As novas normas do Programa de Alimentação do Trabalhador (PAT), estabelecidas pelo Decreto nº 12.712, assinado pelo presidente Luiz Inácio Lula da Silva em 11 de novembro, passam a valer nesta terça-feira (10). As mudanças têm como objetivo aumentar a transparência, a concorrência e a justiça no uso dos vales-alimentação e vales-refeição.
Uma das principais novidades é que a taxa de desconto cobrada pelos supermercados e restaurantes não poderá ser maior que 3,6%, e a tarifa de intercâmbio ficará limitada a 2%, sem cobranças extras. Além disso, os pagamentos para os estabelecimentos devem ser feitos em até 15 dias após cada compra, reduzindo o tempo anterior que era de cerca de 30 dias.
O decreto também proíbe práticas injustas, como descontos excessivos, vantagens que não estejam relacionadas à alimentação, e prazos de pagamento que sejam muito longos. Essas medidas para proteger os trabalhadores e estabelecimentos já estavam em vigor desde a assinatura do decreto.
Apesar de algumas grandes empresas do setor terem contestado essas regras na Justiça e conseguido liminares que impedem punições sobre as taxas e prazos, o Ministério do Trabalho e Emprego (MTE) esclarece que as demais regras do decreto e do PAT continuam valendo. As liminares não suspendem a aplicação total da norma, que deve ser cumprida por todo o mercado imediatamente.
O PAT, criado em 1976 e que completará 50 anos em 2026, possui 327 mil empresas cadastradas e beneficia 22,1 milhões de trabalhadores no Brasil. Essas atualizações pretendem equilibrar o mercado, dando mais opções para quem recebe o benefício e facilitando o uso dos cartões, além de garantir que o dinheiro seja usado apenas para alimentação.
Outras mudanças devem ocorrer nos próximos meses. A partir de 10 de maio, os benefícios poderão ser usados em diferentes máquinas de pagamento, independentemente da empresa que emite o cartão ou da bandeira. Em novembro de 2025, um ano após o decreto, será implementada a interoperabilidade total, permitindo que qualquer cartão PAT seja aceito em qualquer máquina de pagamento no país.
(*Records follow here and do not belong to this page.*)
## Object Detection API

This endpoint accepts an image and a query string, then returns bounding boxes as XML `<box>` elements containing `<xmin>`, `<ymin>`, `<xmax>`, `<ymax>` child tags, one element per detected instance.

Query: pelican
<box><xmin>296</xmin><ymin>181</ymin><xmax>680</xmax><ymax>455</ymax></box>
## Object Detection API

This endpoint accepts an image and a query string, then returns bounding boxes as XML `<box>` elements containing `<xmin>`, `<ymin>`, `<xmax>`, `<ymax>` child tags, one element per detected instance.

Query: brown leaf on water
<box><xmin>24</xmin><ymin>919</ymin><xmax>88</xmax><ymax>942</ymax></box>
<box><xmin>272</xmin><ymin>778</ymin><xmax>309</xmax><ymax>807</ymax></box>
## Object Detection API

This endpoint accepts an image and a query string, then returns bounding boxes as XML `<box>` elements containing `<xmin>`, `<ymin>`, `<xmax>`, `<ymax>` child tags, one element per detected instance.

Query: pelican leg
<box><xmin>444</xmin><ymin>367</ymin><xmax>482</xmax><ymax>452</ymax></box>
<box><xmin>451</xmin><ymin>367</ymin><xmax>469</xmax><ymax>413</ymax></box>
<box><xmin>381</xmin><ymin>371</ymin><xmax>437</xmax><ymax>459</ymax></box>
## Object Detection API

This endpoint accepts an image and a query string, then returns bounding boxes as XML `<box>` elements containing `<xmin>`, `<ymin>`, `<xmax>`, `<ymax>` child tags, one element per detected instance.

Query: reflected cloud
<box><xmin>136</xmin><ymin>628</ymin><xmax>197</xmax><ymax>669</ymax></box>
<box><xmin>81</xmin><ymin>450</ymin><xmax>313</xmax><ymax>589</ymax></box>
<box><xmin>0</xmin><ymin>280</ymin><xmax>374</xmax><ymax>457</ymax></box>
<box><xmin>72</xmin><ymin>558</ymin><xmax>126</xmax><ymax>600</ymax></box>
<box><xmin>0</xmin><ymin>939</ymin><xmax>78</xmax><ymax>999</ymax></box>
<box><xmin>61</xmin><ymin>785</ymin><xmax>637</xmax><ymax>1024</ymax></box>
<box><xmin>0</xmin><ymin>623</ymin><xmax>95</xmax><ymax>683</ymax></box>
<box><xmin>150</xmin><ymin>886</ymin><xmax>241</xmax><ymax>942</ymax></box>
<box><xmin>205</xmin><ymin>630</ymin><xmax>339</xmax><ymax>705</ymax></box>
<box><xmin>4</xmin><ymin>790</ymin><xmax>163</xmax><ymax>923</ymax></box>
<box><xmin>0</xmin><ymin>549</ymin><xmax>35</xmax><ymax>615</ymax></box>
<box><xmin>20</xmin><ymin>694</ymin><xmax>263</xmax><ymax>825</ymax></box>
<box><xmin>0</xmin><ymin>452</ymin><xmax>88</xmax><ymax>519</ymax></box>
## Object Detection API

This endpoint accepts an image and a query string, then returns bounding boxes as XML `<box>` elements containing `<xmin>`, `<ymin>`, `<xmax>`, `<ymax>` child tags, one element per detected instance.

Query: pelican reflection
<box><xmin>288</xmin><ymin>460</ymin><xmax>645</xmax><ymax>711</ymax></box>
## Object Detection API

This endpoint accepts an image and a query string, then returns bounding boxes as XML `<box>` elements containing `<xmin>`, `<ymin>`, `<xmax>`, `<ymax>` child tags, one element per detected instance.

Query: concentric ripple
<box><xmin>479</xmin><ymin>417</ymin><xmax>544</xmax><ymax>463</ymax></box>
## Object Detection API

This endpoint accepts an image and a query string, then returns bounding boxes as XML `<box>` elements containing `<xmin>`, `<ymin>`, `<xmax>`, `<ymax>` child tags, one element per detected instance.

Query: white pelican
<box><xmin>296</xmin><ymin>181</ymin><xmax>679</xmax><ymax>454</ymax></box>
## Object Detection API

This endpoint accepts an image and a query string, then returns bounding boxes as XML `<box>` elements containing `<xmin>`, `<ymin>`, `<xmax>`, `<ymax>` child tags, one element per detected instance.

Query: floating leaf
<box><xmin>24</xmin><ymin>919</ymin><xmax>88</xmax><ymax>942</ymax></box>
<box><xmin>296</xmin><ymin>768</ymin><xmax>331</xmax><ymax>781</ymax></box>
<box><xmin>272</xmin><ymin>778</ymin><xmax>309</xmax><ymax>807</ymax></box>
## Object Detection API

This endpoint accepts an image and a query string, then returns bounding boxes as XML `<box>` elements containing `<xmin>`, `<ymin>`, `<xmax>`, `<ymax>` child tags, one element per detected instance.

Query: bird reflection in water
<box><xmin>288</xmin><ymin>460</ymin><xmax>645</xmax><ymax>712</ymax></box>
Essas mudanças devem aumentar a concorrência, reduzir custos para os estabelecimentos e combater práticas abusivas. Para os trabalhadores, o valor do benefício será mantido integralmente e seu uso para outras finalidades, como academias ou farmácias, será proibido. As empresas que oferecem os benefícios não terão aumento nos custos, e contratos que não seguirem as novas regras não poderão ser renovados, com prazos de adaptação de 90, 180 e 360 dias.